Starting in 2009 and 2010, the American Society of Safety Engineers engaged the Global Reporting Initiative (GRI) to introduce more relevant OSH metrics into the G4 reporting standards. These meetings led to the creation of a new organization, the Center for Safety and Health Sustainability (CSHS). The CSHS launched in June 2011 to advance the safety, health and sustainability of workers. It now works with over 100,000 occupational safety and health professionals around the world.
Since then, CSHS rapidly has advanced its efforts and is providing new insights into building modern, profitable and sustainable organizations.

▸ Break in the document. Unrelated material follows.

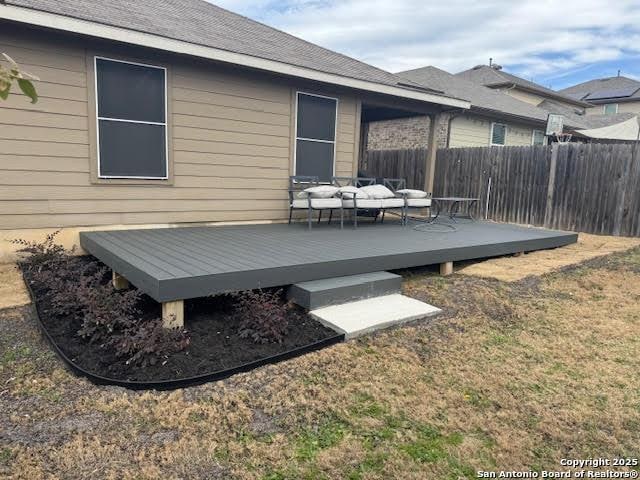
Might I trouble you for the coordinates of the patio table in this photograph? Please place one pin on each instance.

Drawing on progress made by academia, investors and companies, the CSHS is driving conversations about human capital and how companies can benefit from proactively managing and communicating about it.
The academic angle
The idea of valuing human skills and competencies has been around for some time. In his 1776 book, "The Wealth of Nations," economist Adam Smith wrote:
The acquisition of … talents during … education, study, or apprenticeship, costs a real expense, which is capital in [a] person. Those talents [are] part of his fortune [and] likewise that of society.

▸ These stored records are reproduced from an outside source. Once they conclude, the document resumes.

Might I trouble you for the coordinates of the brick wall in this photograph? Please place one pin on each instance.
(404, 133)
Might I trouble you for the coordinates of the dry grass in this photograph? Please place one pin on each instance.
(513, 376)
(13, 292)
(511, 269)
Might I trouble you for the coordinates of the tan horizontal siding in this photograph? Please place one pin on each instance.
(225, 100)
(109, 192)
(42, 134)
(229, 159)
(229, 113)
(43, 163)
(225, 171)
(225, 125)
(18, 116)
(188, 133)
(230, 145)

He described, in a way relevant to his time, the importance of those talents to the division of labor. Today, in our age of automation, valuing human abilities is more important than ever. Researchers have linked human capital metrics — primarily those for human resources policies, practices and training — to financial performance.
Two leaders in this space are Larry Beeferman and Aaron Bernstein of the Harvard Law School Labor and Worklife Program. Their 2015 paper, "The Materiality of Human Capital to Corporate Financial Performance" (PDF), offered compelling evidence that investors and other stakeholders should pay close attention to human capital factors. Their second study will analyze metrics drawn from the RobecoSAM Corporate Sustainability Assessment, the survey behind the globally recognized Dow Jones Sustainability Index.

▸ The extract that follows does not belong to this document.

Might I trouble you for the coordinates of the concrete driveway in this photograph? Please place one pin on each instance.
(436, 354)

Beeferman and Bernstein said of the study, "Preliminary findings from our current research indicate that a significant minority of the world’s largest global corporations already measure human capital practices and outcomes. The challenge for investors is persuading them to disclose this publicly."
The investor angle
Investors are doing just that. Although human capital reporting is voluntary, demand from investors is increasing. Many institutional investors have integrated the assessment of human capital performance into their company analyses. For example, CalPERs’ investments beliefs (PDF) state, "Long-term value creation requires effective management of three forms of capital: financial, physical, and human … human capital practices, including but not limited to fair labor practices, health and safety, responsible contracting and diversity."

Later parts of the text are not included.